We used to meet down Main Street, at “Round the Clock,” where we always laughed at how they never cleaned the floor in the wee corner of the bathroom. We stopped going there after new owners took over and we lived a “Twilight Zone” episode there one day, customers shouting all around us.
So we sit, drinking our fancy coffees, now and then getting up to use the very clean bathroom.
The conversation is the same as ever, with tears and the laughter of the slightly off-kilter. Today, it’s our Christmas conversation.
She tells me about going to see her Aunt Cristal in France. She traveled there with two friends as they wandered Europe in the seventies.
“We were iconoclastic girls and we knew it all. We laughed at Aunt Cristal singing Christmas songs in her operatic voice. We laughed when she put a pound of butter on our toasts. We didn’t know why she treated us like queens.

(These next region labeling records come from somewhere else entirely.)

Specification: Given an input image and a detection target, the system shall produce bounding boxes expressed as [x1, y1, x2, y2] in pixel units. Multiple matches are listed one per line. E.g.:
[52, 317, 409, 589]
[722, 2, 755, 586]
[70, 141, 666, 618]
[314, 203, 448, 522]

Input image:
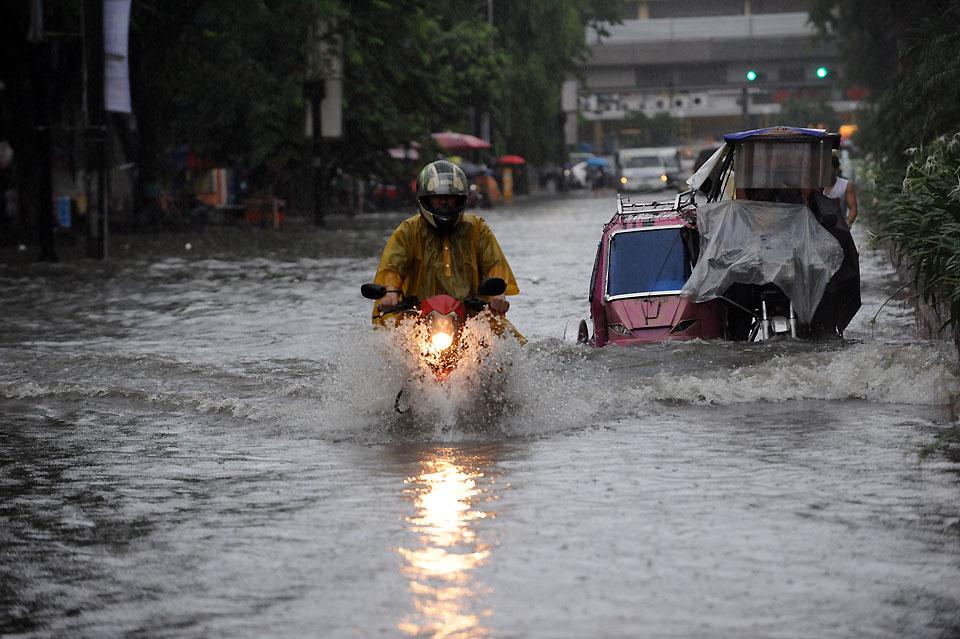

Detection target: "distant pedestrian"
[823, 155, 857, 226]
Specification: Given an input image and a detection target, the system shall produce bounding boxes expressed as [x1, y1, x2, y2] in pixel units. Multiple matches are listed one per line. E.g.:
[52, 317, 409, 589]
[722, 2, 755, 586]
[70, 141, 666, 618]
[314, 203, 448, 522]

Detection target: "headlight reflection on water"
[398, 458, 491, 639]
[430, 333, 453, 351]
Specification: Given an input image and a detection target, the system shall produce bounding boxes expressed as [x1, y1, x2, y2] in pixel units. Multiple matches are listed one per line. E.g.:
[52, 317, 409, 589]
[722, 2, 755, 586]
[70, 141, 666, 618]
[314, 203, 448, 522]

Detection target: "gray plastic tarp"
[682, 200, 843, 323]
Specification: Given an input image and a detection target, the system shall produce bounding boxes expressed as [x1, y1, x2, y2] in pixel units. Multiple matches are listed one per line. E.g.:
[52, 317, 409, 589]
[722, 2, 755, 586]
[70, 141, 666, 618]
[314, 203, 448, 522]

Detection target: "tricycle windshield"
[606, 226, 690, 299]
[734, 140, 831, 189]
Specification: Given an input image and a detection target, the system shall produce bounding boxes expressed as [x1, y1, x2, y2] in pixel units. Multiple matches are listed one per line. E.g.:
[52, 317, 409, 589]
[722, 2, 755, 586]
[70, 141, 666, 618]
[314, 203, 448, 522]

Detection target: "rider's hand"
[490, 295, 510, 315]
[380, 291, 400, 308]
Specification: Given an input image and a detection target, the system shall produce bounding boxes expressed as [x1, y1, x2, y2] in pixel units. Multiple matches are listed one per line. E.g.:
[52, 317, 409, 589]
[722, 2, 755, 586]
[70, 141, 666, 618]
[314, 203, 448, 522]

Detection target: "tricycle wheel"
[577, 320, 590, 344]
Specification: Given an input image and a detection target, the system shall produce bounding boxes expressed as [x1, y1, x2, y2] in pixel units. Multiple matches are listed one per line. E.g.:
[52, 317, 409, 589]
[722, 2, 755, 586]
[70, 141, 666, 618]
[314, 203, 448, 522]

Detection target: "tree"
[494, 0, 624, 163]
[810, 0, 960, 166]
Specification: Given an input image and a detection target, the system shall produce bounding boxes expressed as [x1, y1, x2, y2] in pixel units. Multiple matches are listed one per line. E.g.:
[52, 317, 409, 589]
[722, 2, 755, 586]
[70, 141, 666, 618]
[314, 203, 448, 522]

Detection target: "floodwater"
[0, 197, 960, 639]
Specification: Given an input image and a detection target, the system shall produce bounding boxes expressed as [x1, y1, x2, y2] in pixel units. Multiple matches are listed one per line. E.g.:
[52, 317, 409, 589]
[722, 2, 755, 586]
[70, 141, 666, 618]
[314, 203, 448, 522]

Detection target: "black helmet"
[417, 160, 469, 233]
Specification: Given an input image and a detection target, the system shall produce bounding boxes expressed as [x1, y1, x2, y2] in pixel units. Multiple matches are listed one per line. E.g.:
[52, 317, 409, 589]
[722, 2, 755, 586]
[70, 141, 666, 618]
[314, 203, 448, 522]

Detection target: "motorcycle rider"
[373, 160, 520, 316]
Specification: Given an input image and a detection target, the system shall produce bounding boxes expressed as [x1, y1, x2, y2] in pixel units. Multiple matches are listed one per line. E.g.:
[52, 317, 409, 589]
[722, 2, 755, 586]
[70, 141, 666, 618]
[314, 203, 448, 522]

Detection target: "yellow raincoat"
[373, 213, 522, 339]
[374, 213, 520, 299]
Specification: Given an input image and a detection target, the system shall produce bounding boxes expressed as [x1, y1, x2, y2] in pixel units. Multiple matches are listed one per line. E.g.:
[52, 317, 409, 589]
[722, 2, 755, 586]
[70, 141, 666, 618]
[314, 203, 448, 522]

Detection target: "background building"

“When I got home, I asked my Auntie Ann about it. My aunt explained that I was her link to Aunt Cristal, the relative she never met. The Nazis had imprisoned Aunt Cristal and her father and other Slovenians. When Aunt Cristal and her father got out of Dachau, they went to France. Her father died soon after. Auntie Ann sent Aunt Cristal $20 every year, and still does.”
I tell her about my Pepere (Grandfather) Grenier, who had a rare blood type and donated his blood again and again because a sick lady in town needed it. After the lady recovered, she and her husband rode a bicycle out to thank Pepere. The man was white and his wife was black. Pepere didn’t care about color, yet they were an odd sight, the couple on the bike. Later, Pepere contracted a fatal bone marrow disease from giving blood too often.
Then we talk about the apron ladies, the applesauce ladies we miss — our grandmothers.
My friend isn’t a Christian. I am. It doesn’t matter. We drink our coffee, tell each other stories and make Christmas for each other.